Cinq à six semaines plus tard, alors qu’il avait continué à exercer quotidiennement son travail de fermier, il a entendu dire qu’un policier serbe avait été tué par l’Armée de libération du Kosovo, un groupe armé d’Albanais du Kosovo. A partir de ce moment-là, « la situation est devenue très tendue » a-t-il déclaré, et les forces serbes ont commencé à bombarder son village, et un autre situé à proximité.
Sadik Januzi a déclaré : « il y avait des coups de feu de temps en temps, dans les premières heures de la matinée et le soir notamment. Et à ces moments-là, il nous fallait partir de chez nous, quitter la maison très tôt le matin. Nous ne pouvions revenir que le soir pour manger et nous reposer un petit peu.» Finalement, toute la famille a décidé de partir, craignant pour sa propre sécurité. Sadik Januzi a envoyé toute sa famille à la maison de sa soeur, à Kladernica/Klladernicë, située également dans la municipalité de Srbica/Skenderaj, et lui-même est retourné s’occuper de sa maison à Broje/Burojë. Il s’est souvenu qu’en cette période «il n’y avait aucune sécurité. »

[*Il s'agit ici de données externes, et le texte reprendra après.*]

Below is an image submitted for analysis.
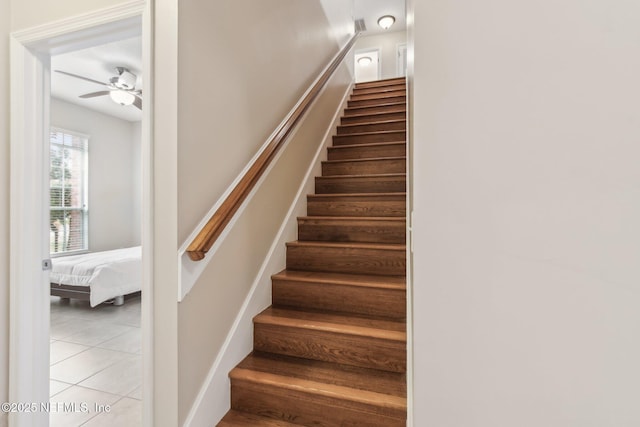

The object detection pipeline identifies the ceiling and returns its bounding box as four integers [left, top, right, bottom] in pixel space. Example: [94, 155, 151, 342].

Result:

Pendant l’été 1998, les forces serbes ont supprimé le poste de contrôle de Broje/Burojë et Sadik Januzi a décidé de faire revenir sa famille. Ils n’ont toutefois pu y rester que sept jours, car les forces serbes ont commencé à mener une offensive sur 53 villages, dont le sien, dans la région de Drenica/Drenicë. Broje/Burojë a été pilonné à plusieurs reprises, et Sadik Januzi et sa famille ont été contraints de circuler en permanence dans toute la région, en passant d’un village à un autre pendant 14 mois. « Je m'efforçais seulement de m'occuper de ma famille.» a-t-il déclaré.
En mars 1999, les forces serbes ont pilonné la ville de Broje/Burojë et des villages environnants. Le 24 mars 1999, Sadik Januzi et sa famille ont cherché refuge à Izbica/Izbicë, située également dans la municipalité de Srbica/Skenderaj, où s’étaient rassemblés environ 5000 habitants de six villages différents. Les femmes et les enfants dormaient dans des maisons et les hommes dans des remorques de tracteur. Sadik Januzi y est resté quatre nuits.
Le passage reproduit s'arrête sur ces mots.